The potential was enough to lure in US iron ore producer Cliffs Natural Resources (NYSE:CLF). The firm toed the waters, buying a 19.9-percent stake in KWG Resources through a $3.5-million private placement. Liking what it saw, Cliffs took over Freewest, giving it control over two deposits. The major then bought Spider Resources, giving it a majority 70-percent stake in Big Daddy.
That was a major endorsement, especially given that Cliffs was coaxed into not only a new geography — in Ontario — but also a new commodity. Prior to its Ring of Fire buys, the company had little experience in chromite. It had entered a new frontier for its steel-making operations.
Cliffs thus became the key developer for this new district.
With the prize secured, Cliffs is now in feasibility studies to figure out how to get its chrome to market.
The key challenge is moving ore through hundreds of backwoods kilometers to highway and rail hook ups in the south.
Cliffs thinks the solution is road. The company has said it prefers this lower-capital-cost option, likely to total $1 billion or so, according to recent studies.
But Cliffs’ partner and 30-percent owner of the Big Daddy deposit, KWG Resources, thinks the region can support an even more ambitious development: a railroad.
A study commissioned by KWG states that $1.56 billion is needed (in direct and indirect costs) to build a railway connecting the Ring of Fire with civilization. But that comes with much lower maintenance costs: an estimated $32 million annually, as compared with $183 million for road.
That is mainly because of the need for construction sand and gravel. Both the road and rail options require this material during initial building. But with the Ring of Fire projects lying in swampy lowland, this material would need to be trucked in.
For rail, that would largely be a one-time event, creating the right of way for tracks to be laid. Roads on the other hand, would be constantly damaged by heavy trucks, requiring regular shipments of aggregate for repairs.
Costs for trucking this material are pegged between $22 and $119 million per year, depending on how distant along the road a site is.

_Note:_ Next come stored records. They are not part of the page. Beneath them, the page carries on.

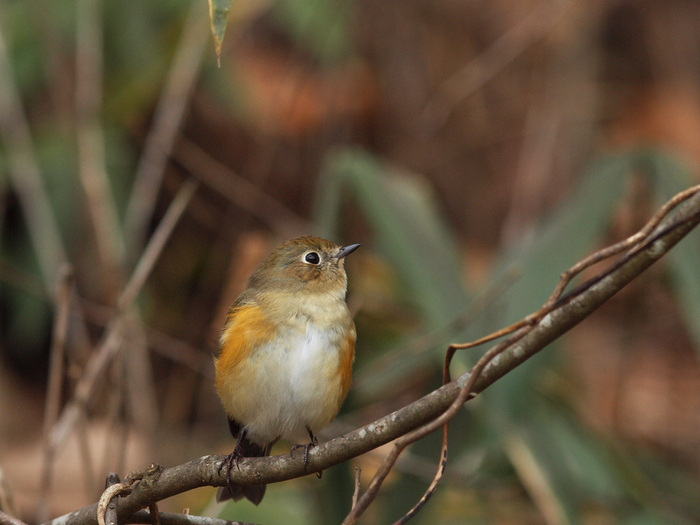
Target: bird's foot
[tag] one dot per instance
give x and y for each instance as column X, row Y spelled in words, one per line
column 307, row 447
column 233, row 458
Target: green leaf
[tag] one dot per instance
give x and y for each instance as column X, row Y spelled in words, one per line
column 218, row 14
column 669, row 177
column 409, row 229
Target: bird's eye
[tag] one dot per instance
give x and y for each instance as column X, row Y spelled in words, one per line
column 312, row 258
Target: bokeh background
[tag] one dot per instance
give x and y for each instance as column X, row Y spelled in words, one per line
column 475, row 149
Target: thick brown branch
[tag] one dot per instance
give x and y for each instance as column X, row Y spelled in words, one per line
column 571, row 310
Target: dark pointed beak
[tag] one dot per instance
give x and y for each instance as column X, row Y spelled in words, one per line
column 347, row 250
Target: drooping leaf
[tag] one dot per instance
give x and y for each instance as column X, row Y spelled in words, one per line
column 218, row 15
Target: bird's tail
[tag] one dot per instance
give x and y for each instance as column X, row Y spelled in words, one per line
column 248, row 449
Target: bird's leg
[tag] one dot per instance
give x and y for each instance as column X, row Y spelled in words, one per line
column 312, row 443
column 235, row 455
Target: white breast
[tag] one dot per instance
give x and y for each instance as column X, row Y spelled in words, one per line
column 301, row 385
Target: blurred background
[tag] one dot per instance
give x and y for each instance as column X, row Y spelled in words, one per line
column 476, row 149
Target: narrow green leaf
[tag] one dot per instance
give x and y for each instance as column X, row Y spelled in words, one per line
column 669, row 177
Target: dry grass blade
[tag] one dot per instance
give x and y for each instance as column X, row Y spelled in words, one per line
column 53, row 391
column 90, row 138
column 114, row 337
column 169, row 113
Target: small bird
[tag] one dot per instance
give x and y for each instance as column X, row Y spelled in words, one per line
column 286, row 353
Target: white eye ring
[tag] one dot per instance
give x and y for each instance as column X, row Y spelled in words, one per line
column 311, row 258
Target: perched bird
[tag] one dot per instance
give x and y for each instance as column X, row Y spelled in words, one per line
column 286, row 353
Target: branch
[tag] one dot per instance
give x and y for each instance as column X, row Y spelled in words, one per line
column 158, row 483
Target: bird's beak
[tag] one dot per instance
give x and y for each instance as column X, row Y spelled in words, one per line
column 347, row 250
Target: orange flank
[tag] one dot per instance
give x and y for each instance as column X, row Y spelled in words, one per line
column 246, row 329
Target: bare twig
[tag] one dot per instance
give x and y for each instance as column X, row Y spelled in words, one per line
column 239, row 190
column 168, row 518
column 356, row 491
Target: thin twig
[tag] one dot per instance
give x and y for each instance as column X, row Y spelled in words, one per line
column 619, row 247
column 356, row 492
column 239, row 190
column 6, row 519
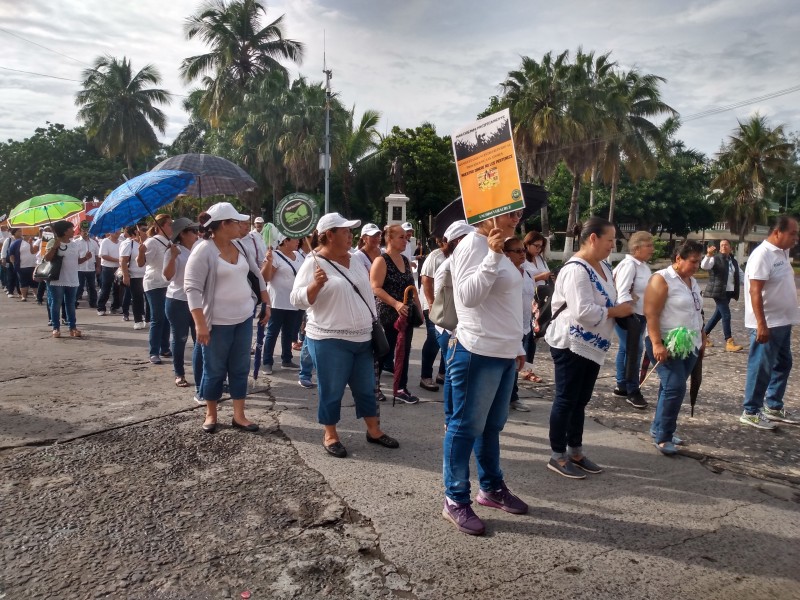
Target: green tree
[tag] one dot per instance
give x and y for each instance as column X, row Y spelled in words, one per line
column 754, row 154
column 241, row 52
column 120, row 110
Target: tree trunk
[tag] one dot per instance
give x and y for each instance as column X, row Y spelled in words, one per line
column 613, row 200
column 573, row 215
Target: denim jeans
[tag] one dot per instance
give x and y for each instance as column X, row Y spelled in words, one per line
column 575, row 377
column 87, row 282
column 159, row 325
column 722, row 311
column 444, row 345
column 108, row 288
column 480, row 387
column 340, row 363
column 673, row 374
column 768, row 368
column 227, row 355
column 430, row 350
column 629, row 385
column 287, row 324
column 181, row 324
column 58, row 295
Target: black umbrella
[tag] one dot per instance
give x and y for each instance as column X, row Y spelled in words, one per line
column 535, row 197
column 213, row 175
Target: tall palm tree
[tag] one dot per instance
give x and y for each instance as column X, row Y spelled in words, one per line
column 241, row 51
column 354, row 144
column 754, row 153
column 630, row 100
column 119, row 109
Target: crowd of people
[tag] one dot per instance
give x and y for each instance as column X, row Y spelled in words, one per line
column 351, row 314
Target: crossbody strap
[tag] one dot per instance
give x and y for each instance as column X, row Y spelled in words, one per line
column 355, row 287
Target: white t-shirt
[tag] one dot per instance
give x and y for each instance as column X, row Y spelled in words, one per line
column 130, row 248
column 233, row 298
column 108, row 247
column 85, row 246
column 155, row 248
column 280, row 286
column 770, row 264
column 429, row 267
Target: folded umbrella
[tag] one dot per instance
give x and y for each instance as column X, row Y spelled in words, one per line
column 138, row 198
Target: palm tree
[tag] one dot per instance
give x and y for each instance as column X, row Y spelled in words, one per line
column 119, row 109
column 754, row 153
column 631, row 99
column 241, row 51
column 356, row 145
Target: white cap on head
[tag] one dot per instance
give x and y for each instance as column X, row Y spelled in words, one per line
column 332, row 220
column 369, row 229
column 457, row 229
column 222, row 211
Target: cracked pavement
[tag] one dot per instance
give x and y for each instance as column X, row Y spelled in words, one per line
column 109, row 489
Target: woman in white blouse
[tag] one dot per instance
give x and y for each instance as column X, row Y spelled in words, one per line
column 335, row 291
column 584, row 308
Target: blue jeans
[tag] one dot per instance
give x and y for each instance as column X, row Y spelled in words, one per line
column 159, row 325
column 340, row 363
column 480, row 387
column 768, row 368
column 722, row 311
column 444, row 345
column 430, row 350
column 287, row 324
column 181, row 324
column 629, row 385
column 673, row 374
column 58, row 295
column 575, row 377
column 227, row 355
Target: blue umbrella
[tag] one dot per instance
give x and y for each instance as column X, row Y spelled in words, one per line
column 138, row 198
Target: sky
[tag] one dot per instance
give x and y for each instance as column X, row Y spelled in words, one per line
column 421, row 61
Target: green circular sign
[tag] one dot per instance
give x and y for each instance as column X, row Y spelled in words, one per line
column 297, row 215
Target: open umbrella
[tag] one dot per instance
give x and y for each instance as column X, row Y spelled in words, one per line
column 535, row 197
column 138, row 198
column 213, row 175
column 44, row 209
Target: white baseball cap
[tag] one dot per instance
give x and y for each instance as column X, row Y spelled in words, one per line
column 457, row 229
column 369, row 229
column 332, row 220
column 221, row 211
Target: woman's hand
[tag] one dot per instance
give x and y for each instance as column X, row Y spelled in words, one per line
column 496, row 240
column 660, row 352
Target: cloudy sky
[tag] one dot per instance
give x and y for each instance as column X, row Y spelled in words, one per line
column 422, row 60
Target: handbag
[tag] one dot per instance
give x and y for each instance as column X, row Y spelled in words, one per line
column 443, row 309
column 49, row 270
column 380, row 345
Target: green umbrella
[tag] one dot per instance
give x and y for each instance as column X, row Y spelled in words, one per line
column 44, row 209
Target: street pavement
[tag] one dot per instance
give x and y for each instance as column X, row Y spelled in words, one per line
column 109, row 489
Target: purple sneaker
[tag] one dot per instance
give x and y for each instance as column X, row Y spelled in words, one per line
column 503, row 499
column 464, row 518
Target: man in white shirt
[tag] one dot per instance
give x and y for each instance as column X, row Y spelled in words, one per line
column 770, row 311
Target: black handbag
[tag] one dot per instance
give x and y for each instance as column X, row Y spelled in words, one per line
column 49, row 270
column 380, row 345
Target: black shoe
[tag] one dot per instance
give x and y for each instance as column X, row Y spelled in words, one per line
column 384, row 440
column 336, row 449
column 252, row 427
column 636, row 400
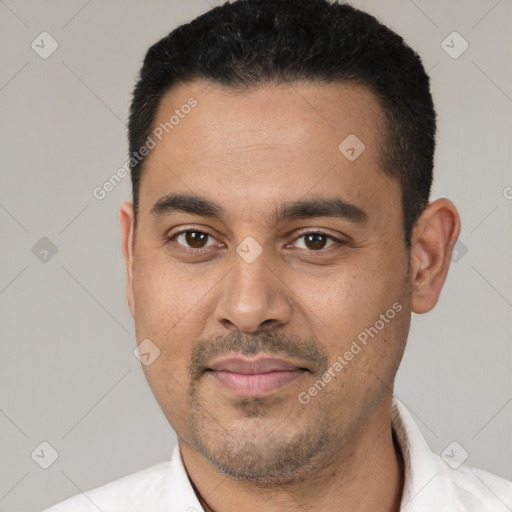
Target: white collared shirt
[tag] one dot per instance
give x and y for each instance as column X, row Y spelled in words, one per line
column 431, row 485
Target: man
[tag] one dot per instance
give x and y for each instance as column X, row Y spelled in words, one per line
column 279, row 238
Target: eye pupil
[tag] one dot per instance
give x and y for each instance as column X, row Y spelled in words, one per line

Big numbers, small companies
Whether rail or road, it’s clear that the Ring of Fire requires a very large infrastructure spend.
All signs indicate that Cliffs — as the major project backer — is prepared to take the price tag on. The company states on its website that the value of the Big Daddy project “becomes evident only once the chromite is mined, and processed into concentrate ferrochrome.” That suggests the company is considering a major and expensive investment in ferrochrome smelting facilities to go along with the mining project — a move the company would only consider if it saw big value in the Ring of Fire ores.
The prospect of such a large-scale investment is especially intriguing in light of the small size of the junior players involved. KWG Resources trades at just a $30-million market capitalization. Noront Resources is somewhat higher at $65 million, but still a fraction of the returns Cliffs must see to justify billions in capital costs.
The Ring of Fire build isn’t a done deal to be sure. In fact, jostling among the partners here may slow things down — as the fight over road or rail goes on, KWG has stealthily acquired much of the land in the transport corridor needed to move ore south by either method.
Cliffs has cried foul over this move to control the development process. The major has asked regulators to grant an easement over the land, potentially alleviating the need for a deal with, or a complete takeover of, KWG.
But the Ring of Fire has lot of push behind it: tight global chromite supply, rich deposits and proximity to hungry US consumers. All of which make the project look like one that needs to be built.
If they do build it, buyers will come to the junior stocks involved. That will bring in a lot of money for those who own them now.
Securities Disclosure: I, Dave Forest, do not hold equity interest in any companies mentioned in this article.